# Nirvana northern lights status



## tryguy2011 (Feb 25, 2011)

Grow preview-nirvana northern lights, pro blend, pro mix, 400w hps  

Im at 6 weeks (42 days) or so. I have 3 plants at least 2 different pheno. One is 26'' the other 2 are about 20''  The 26'' plant has a top cola the size of a coke can with all white hairs with hint of a sign of the hairs changing colors. The 2nd one is 20'' with 35% red hairs still 75% clear trichs. The 3rd is 20'' with 15% red hairs mostly clear trichs.


----------



## Cali*Style (Feb 25, 2011)

Some pictures would be cool, everyone likes a good photo or two.  Keep a close eye on those trichs, those NL plants are twitchy for sure!  I had two of them finish on me @ 7 weeks last year, I totally over cooked them too.  I would get ready to start your flush for sure.

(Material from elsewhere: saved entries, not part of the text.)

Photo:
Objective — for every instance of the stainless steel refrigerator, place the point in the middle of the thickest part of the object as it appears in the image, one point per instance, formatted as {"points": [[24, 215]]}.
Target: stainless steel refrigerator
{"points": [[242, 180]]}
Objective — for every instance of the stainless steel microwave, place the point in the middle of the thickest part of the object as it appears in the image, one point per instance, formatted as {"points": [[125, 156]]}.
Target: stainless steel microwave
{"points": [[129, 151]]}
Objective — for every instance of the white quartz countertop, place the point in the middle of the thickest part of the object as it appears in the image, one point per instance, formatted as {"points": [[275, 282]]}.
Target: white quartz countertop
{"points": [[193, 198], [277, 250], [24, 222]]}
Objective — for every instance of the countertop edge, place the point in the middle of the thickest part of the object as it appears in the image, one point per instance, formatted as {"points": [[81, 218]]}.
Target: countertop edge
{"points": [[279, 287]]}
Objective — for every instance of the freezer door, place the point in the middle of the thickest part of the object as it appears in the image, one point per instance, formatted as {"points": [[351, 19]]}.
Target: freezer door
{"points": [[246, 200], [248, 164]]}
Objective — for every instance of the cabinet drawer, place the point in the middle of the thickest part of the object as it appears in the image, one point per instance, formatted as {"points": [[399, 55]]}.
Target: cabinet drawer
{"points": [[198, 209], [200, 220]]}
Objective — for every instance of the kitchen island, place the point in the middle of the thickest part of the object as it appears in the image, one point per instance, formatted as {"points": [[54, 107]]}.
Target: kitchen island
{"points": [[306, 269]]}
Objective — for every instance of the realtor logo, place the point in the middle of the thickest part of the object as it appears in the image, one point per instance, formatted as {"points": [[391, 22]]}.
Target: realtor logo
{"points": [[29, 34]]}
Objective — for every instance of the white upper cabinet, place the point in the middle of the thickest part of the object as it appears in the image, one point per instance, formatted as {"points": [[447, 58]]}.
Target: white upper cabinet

 Anyways, aside from the two that finished so early, the rest were okay...  Around 8.5 weeks, m...a...y...b...e... nine weeks.  They were super stoney, but kinda heady too.  Tasted good, kinda bland but not too harsh. 
  Pay close attention to the flush for sure! And don't be scared to ring them the last week of flower, that will help tremendously with using up what ever nutes are left over.

Mojo bro!  Cali:fly:


----------



## tryguy2011 (Feb 25, 2011)

here are some pics that was a pain to resize while holding my 10 month old son.


----------



## tryguy2011 (Mar 5, 2011)

here they are at 50 days bloom.


----------



## tcbud (Mar 5, 2011)

How do your trichs look now?  Good lookin' plants you got there.  NL is one of my more favorite strains.


----------



## Roddy (Mar 5, 2011)

I bet you're close now, good looking plants! My NL brought me some nice tasty buds, hope you like yours as well!


----------



## tryguy2011 (Mar 5, 2011)

at day 50 bloom 90% clear trichomes


----------



## Roddy (Mar 6, 2011)

Mine went 10.5 weeks lol


----------



## the chef (Mar 6, 2011)

very nice!


----------